What is chromatic aberration for an optical system? Well, according to Wiki, it is the failure of a lens to focus all colors to the same convergence point. You usually see this effect when you have high contrast edges in your image. Well, it happens not just with microscope objectives, you will also see this effect with normal photographic lenses, for example along the edges of a mountain and the sky. But I will focus on this for microscope objectives as it is rather important.

Mitutoyo QV 2.5x 0.14, a 5x 0.15 “APO”, and a generic 4x PLAN objective.

When choosing a microscope objective, very often you would encounter three common types of objective for their ability of correcting chromatic aberration: achromat, fluorite (semi-apochromat), and apochromat.

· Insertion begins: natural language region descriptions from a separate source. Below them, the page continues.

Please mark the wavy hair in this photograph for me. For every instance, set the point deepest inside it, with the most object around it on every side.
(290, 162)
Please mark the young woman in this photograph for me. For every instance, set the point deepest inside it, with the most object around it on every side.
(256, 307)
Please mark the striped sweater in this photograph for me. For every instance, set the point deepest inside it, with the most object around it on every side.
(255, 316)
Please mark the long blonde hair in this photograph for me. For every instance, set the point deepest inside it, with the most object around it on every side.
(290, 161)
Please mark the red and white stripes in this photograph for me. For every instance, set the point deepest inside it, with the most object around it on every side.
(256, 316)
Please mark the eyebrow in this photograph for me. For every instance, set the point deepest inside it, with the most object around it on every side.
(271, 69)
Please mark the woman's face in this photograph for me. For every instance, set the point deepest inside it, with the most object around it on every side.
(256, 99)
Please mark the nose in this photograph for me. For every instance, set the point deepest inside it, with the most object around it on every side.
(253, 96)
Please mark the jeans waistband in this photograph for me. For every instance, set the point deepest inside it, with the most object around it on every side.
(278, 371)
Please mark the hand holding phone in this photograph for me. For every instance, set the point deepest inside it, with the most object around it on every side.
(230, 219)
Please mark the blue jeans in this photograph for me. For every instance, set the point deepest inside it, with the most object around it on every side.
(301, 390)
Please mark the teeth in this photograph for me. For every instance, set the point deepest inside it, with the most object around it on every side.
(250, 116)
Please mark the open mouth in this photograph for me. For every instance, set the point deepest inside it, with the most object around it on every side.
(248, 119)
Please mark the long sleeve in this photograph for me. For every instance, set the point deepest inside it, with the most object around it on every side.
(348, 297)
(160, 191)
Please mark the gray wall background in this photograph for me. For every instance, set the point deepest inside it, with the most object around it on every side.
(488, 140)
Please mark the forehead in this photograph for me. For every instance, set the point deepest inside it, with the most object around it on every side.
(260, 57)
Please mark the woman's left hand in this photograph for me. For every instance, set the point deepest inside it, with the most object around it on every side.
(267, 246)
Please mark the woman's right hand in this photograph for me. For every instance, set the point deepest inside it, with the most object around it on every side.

The achromat objectives can correct 2 colors chromatic aberration, the fluorite (semi-apochromat) can correct 2-3 colors chromatic aberration, and finally the apochromat type of objective can correct 4-5 colors chromatic aberration. Without going to too much details, here is a good read on this subject. Knowing all of these, our intuitive instinct might be telling us that the apochromatic objectives are probably most expensive one, the fluorite type comes next, and finally the cheapest (relative speaking) is the achromat. Yeah, trust your instinct and then some. The apochromatic (often marked as APO) are many time more expensive than the a simple achromat doublet, some times even tens of times more expensive.

How do we check if an objective is what we paid for in terms of chromatic corrections? Let me just share one of my personal experience. I was once offered an exciting deal, an 5x NA of 0.15 APO M Plan objective for a “mere” 160 USD, it has whopping long working distance of 45mm, too! I was enticed and jumped on the deal. But after some stacking sesseions, it does provide a working distance of 45mm, but it does not seem to have an NA of 0.15, worse yet, it does not seem to be an APO lens at all. Why, because the images shot with this objective has a lot of chromatic aberrations!

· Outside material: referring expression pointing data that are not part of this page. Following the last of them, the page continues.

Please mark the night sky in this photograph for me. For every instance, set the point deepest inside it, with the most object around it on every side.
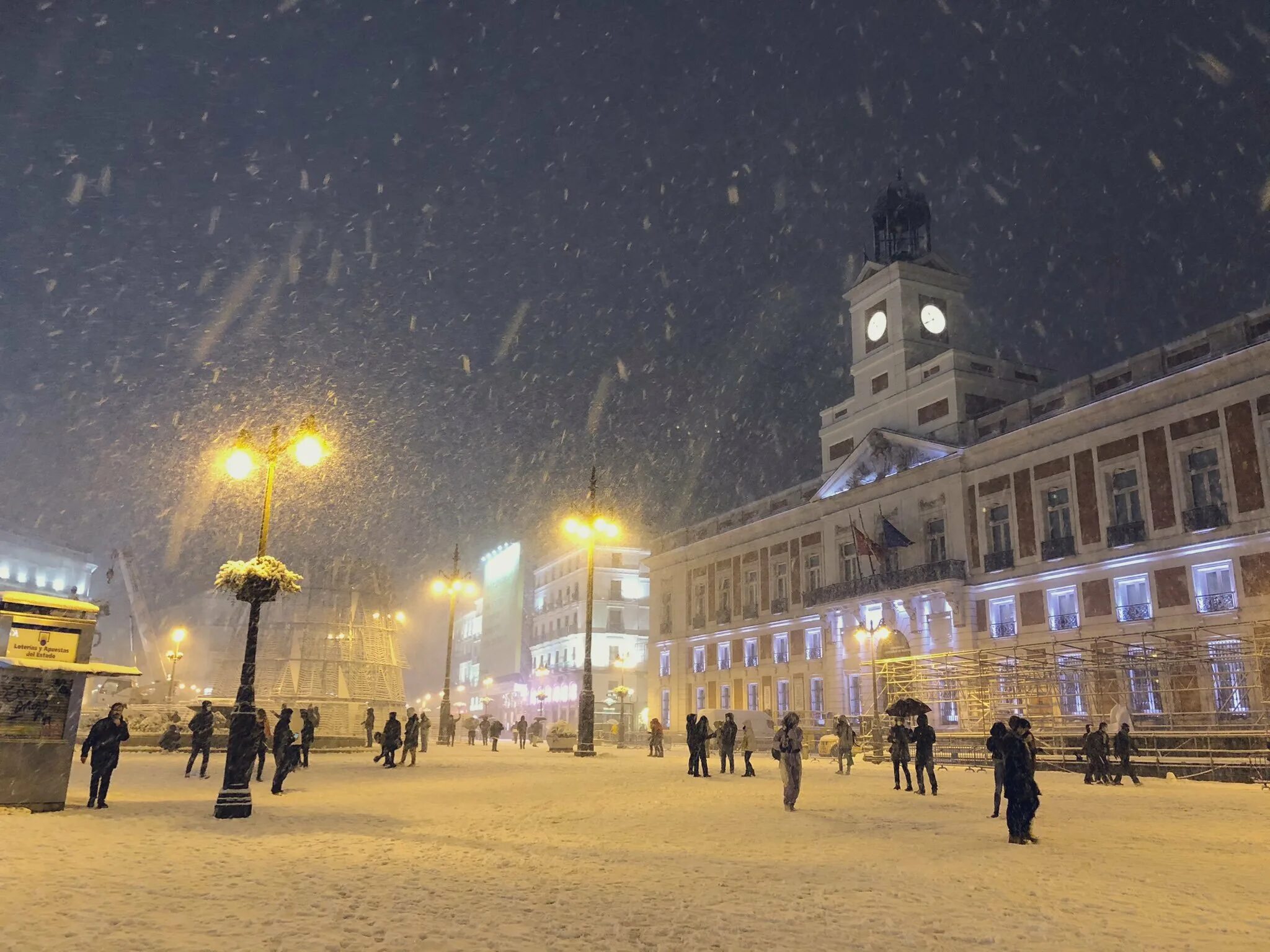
(492, 243)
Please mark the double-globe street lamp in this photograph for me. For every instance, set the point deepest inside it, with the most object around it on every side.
(873, 635)
(588, 530)
(234, 801)
(451, 584)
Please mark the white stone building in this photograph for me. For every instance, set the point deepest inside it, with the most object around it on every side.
(1072, 547)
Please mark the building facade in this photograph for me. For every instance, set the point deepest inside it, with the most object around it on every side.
(1057, 551)
(619, 650)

Well, at the time, I do not have a genuine APO objective to compare with. Now I do have a beat-up used Mitutoyo QV series objective, 2.5x and NA of 0.14. So I set out to do a comparison test. The objectives are shown in the picture at the beginning of this blog and they are Mitutoyo QV 2.5x 0.14, the “APO” (or “Mitutoyo M Plan clone”), and a generic 4x Plan. Here the tube lens used is the Zhongyi 135mm and because the QV objective requires 100mm tube lens, its magnification is same as the “clone”, both are at 3.375x. The 4x PLAN objective is at 3x magnification. The subject is a piece of white paper with some patterns printed on it in black. Here is the setup:

The Setup

The following is the center part. It looks the “APO” objective is holding up against the generic 4X PLAN objective in the center. It shows just a little bit of chromatic aberration as arrows are pointing to. In general, the right hand side of high contrast area shows some yellowish color while the QV does not. The 4X generic PLAN shows more chromatic aberration as the color is more or less pinkish.

However, things change quickly when comparing left hand side (or corner). The good deal “APO” objective shows severe chromatic aberration, even worse than the 4x generic PLAN objective. The Mitutoyo QV objective holds up well.

Conclusion – it is very easy to set it up to check chromatic aberration for your objectives, to create a high contrast scenario in the test subject and take some pictures. The “good deal” is really too good to be true. However, given its shiny look and its 45mm long working distance, I kept the objective as a prop in photo shoot as it looks cool. Then again, only looks cool.